# What do I need to know for BP nib/tip?



## RegisG (Mar 16, 2017)

I'm looking at making a kitless  BP pen (not fountain pen).  I've searched and searched and there is a lot of information on making the body parts but, I can only find fountain pen section/nib info and nothing for BP or roller tips.  I'm not even sure if these are correctly called tips or nibs.   
Is there anything I need to know as far as internal tip dimensions? Does it just need room for whatever refill I'm going to use?  
Initially just going to make one with screw cap and no twist or click mechanism.   But, if I do make those kind, is there anything special about the tips internally?

I guess this is a long way of asking how to make a tip for BP pen!!!

Thanks,
Regis


----------



## KenV (Mar 16, 2017)

Regis

Ball point nibs and internal specs can be found with the articles on using bullets in shell casing pens.  Two specs for drilling are used.  One for cross style refills and one for parker style refills

Don Wards book also covers the topic well.

The outside shape is a matter of artistic design and materials choice --tempered by skills and capability.


----------



## RegisG (Mar 16, 2017)

KenV said:


> Regis
> 
> Ball point nibs and internal specs can be found with the articles on using bullets in shell casing pens.  Two specs for drilling are used.  One for cross style refills and one for parker style refills
> 
> ...



Thank you KenV.


----------



## Charlie_W (Mar 16, 2017)

Your ink refill is your home base.
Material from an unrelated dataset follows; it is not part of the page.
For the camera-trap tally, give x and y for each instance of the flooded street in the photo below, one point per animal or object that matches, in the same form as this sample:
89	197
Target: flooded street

It is a fixed dimension....the rest, you build around it. 
A pair of calipers, a collet chuck a huge box of drill bits will be your friends...and taps and dies. Use an existing kit ball point/rollerball pen as a basis for measurements.

Good Luck!


----------



## RegisG (Mar 16, 2017)

Charlie_W said:


> Your ink refill is your home base. It is a fixed dimension....the rest, you build around it.
> A pair of calipers, a collet chuck a huge box of drill bits will be your friends...and taps and dies. Use an existing kit ball point/rollerball pen as a basis for measurements.
> 
> Good Luck!



Thank you Charlie_W.  I do have a metal lathe also and lots of drill bits....
The kits I currently have are twist, so that mechanism holds the refill and the inside of tip doesn't matter as long as tip will protrude.   But, your point is well taken and that perhaps is what I should do first, make one for twist mechanism.
Regis


----------



## mredburn (Mar 16, 2017)

Assemble the tranny and its connector if you are using that to make your pen.  (parker style refill) Put the refill in the tranny and extend it aall the way out. Measure from the base of the threaded connector to the tip where you want the Nose cone to end.
The nosecone will not only need to be drilled for the refill, but also for a place to set the spring.  I use a #37 or#38 drill bit for the tip, a D drill bit for the refill, although a 1/4 will work. and a #19 (11/32 will work also) for the spring.  You will need to measure the diameter of your spring to determine which drill size works best.


----------



## duncsuss (Mar 16, 2017)

Kurt Hertzog has written several articles which might be a good read to give you background -- an index is at LINK 

Here's "making a stick pen" ... LINK

And here is "swap out the standard nib and cap" ... LINK (I think this one covers exactly what you are hoping to do)


----------



## RegisG (Mar 16, 2017)

duncsuss said:


> Kurt Hertzog has written several articles which might be a good read to give you background -- an index is at LINK
> 
> Here's "making a stick pen" ... LINK
> 
> And here is "swap out the standard nib and cap" ... LINK (I think this one covers exactly what you are hoping to do)



GREAT articles!!!

Thank you,
Regis


----------